Spark 24914 working #3

attilapiros · 2019-09-20T17:42:00Z

No description provided.

bersprockets

It took me a little while to get my reproduction case (inappropriate broadcast that results in OOM) working with Spark 3.0. So I got started a little late.

Anyway, I've started playing around and reviewing, and I will continue tomorrow.

For my parquet test case, I noticed that the deserFactor seemed rather low (it was 2, when I expected more like 10). For the orc case, it seemed spot on (751).

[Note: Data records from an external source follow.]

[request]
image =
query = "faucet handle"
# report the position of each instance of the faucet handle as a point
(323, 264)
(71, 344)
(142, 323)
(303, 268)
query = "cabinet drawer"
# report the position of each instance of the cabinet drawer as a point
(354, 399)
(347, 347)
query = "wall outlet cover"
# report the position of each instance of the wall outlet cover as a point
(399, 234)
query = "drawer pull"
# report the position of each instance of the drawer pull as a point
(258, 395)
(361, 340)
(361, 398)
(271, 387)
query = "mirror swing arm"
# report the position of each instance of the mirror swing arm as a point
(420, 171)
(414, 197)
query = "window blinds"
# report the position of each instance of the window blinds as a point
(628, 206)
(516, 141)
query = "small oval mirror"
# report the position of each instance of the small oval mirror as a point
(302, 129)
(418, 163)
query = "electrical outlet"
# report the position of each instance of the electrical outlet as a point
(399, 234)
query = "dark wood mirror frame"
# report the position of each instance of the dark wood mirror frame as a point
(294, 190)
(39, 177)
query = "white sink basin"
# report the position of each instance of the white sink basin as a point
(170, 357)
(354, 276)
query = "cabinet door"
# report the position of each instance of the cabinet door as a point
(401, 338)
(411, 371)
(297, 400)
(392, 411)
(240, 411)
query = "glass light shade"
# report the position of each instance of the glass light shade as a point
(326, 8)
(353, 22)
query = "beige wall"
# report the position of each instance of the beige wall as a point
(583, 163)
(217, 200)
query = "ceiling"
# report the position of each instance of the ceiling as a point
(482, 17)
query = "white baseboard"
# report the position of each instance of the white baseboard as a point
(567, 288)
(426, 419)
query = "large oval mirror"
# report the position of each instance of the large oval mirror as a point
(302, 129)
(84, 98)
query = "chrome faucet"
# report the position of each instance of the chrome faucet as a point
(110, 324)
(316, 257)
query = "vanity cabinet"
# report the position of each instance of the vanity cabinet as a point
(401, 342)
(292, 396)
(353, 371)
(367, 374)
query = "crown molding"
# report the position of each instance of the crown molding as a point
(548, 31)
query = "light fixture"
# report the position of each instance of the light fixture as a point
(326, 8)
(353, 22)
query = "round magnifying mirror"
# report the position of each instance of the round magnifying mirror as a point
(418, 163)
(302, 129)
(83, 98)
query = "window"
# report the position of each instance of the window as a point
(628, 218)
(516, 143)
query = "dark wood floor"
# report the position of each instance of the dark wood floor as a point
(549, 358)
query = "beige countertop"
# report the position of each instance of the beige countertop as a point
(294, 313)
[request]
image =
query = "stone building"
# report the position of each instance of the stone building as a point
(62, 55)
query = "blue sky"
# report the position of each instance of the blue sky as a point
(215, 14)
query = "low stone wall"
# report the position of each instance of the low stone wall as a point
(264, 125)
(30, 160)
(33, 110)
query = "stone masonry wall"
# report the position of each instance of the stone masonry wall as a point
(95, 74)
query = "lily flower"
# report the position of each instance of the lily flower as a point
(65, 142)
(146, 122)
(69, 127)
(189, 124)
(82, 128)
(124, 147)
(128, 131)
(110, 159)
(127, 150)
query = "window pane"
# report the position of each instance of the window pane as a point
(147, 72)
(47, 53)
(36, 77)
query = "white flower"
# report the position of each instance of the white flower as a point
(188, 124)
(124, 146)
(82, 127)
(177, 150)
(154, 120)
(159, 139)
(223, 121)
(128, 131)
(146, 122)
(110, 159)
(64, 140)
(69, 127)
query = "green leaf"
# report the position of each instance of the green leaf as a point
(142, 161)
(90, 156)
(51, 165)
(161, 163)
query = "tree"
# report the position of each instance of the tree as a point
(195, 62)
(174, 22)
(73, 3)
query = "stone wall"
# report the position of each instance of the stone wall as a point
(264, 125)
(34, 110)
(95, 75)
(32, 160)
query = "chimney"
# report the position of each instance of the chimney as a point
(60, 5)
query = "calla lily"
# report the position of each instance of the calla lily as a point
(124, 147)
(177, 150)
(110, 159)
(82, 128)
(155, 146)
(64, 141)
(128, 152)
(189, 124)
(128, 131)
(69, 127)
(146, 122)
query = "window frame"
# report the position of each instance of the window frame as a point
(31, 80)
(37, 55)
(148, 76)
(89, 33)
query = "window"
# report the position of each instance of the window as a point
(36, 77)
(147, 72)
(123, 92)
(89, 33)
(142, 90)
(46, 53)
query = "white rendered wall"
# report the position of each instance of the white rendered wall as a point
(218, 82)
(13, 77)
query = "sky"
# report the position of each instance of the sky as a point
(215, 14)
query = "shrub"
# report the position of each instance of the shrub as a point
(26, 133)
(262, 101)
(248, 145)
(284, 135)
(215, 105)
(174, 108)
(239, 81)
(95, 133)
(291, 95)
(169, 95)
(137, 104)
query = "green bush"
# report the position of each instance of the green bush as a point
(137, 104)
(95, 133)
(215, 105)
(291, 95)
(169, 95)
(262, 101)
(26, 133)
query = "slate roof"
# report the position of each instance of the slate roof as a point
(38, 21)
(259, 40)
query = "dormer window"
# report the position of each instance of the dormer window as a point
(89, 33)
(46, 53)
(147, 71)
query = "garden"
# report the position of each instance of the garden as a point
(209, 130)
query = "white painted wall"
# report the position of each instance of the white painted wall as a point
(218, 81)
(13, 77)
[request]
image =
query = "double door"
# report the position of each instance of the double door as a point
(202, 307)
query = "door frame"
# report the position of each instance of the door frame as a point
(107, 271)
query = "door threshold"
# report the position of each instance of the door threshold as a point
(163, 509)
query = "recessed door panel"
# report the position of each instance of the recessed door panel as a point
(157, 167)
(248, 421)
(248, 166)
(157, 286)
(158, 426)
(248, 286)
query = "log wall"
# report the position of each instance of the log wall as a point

This is my reprod case for parquet:

// ./bin/spark-shell --driver-memory 12g
// create data
import scala.util.Random
val rand = new Random
val df = Seq.tabulate(5000000) { x => ("hello there", 20, 20, 20, rand.nextLong % 20000) }.toDF("a", "b", "c", "d", "e")
df.createOrReplaceTempView("df")
sql("drop table if exists fred")
sql("create table fred stored as parquet as select * from df")

val df = spark.range(0, 2000000).map(x => (x, x + 1, x + 2, x + 3)).toDF("a", "b", "c", "d")
df.createOrReplaceTempView("df")
sql("drop table if exists phil")
sql("create table phil stored as parquet as select * from df")


// ./bin/spark-shell --master "local-cluster[6, 1, 4096]" --driver-memory 1g
// run test
sql("select f.a, f.b, f.c, f.d, p.c from fred f, phil p where f.b = p.a").show

This is my reprod case with ORC. In this case, I had a smaller TextFile table (but whose files are bigger), and a bigger ORC table(but whose files are smaller)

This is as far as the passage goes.